No tenía claro desde donde comenzar la ascensión, por lo que primeramente me acerqué hasta el Montgó y una vez allí, todavía con el coche, traté de rodearlo con el fin de encontrar algún lugar señalizado que fuese el punto de partida más directo para subir caminando hasta la cima. Aún era de noche y se veía muy poco, pero por el noroeste del macizo llegué hasta un punto donde una cadena impedía el paso de los vehículos y donde había carteles informativos de las diferentes sendas.
650 metros de desnivel en tan sólo 6,5 kilómetros. Dificultad: alta. La excursión prometía ser dura.
El primer tramo del camino, unos 4 kilómetros, se realiza a través de una pista semiasfaltada y sorprendentemente llana, que va bordeando el macizo, conocida como el Camino de las Colonias. Desde este camino se nos abre una panorámica excepcional del litoral mediterráneo, flanqueado al norte por la sierra de Cullera, y mucho más cerca Denia, con su castillo y su puerto, desde el que veo partir los primeros barcos de la mañana hacia las Baleares.

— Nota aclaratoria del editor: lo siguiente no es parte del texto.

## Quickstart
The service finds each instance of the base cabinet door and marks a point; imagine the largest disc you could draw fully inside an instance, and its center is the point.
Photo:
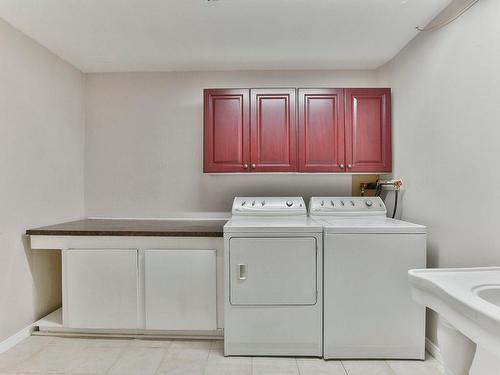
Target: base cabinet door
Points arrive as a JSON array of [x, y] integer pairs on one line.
[[101, 288], [180, 289]]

A lo largo de este camino encuentro pequeñas edificaciones rurales en ruinas, alguna cueva asaltada por los grafiteros, espectaculares aterrazamientos y áreas de protección de la vegetación autóctona...
Tras 4 kilómetros, cerca de una hora y media caminando y sin haber ascendido a penas un metro, me encuentro en la cara oriental del Montgó, donde éste se prolonga hasta el Cabo de San Antonio. Aquí resulta haber un centro de visitantes que cuenta con una sala de exposiciones y una zona de aparcamiento en el que ya hay varios autobuses. Desde aquí una estrecha senda sube (¡por fin!) zigzagueando entre arbustos y monte bajo en dirección a la cima durante algo más de 2 kilómetros, hasta desaparecer en la cara sur del Montgó a unos 500 metros de distancia de la cima.
Una vez en la cara sur, el último tramo para llegar a la cima debe hacerse a lo cabra: saltando de roca en roca y gateando, para evitar caerse, la mayor parte del tiempo.
Las vistas desde este punto a 600 metros prácticamente verticales sobre el nivel del mar y hasta llegar a la cima son con toda seguridad las más espectaculares que hasta el momento he visto en mis salidas a la montaña. Desde aquí se divisa toda Jávea, desde el Cabo de San Antonio hasta el Cabo de la Nao, y mucho más allá, hacia el sur, a unos 25 kilómetros en línea recta puede verse con toda claridad el Peñón de Ifach y las torres hoteleras de Calpe.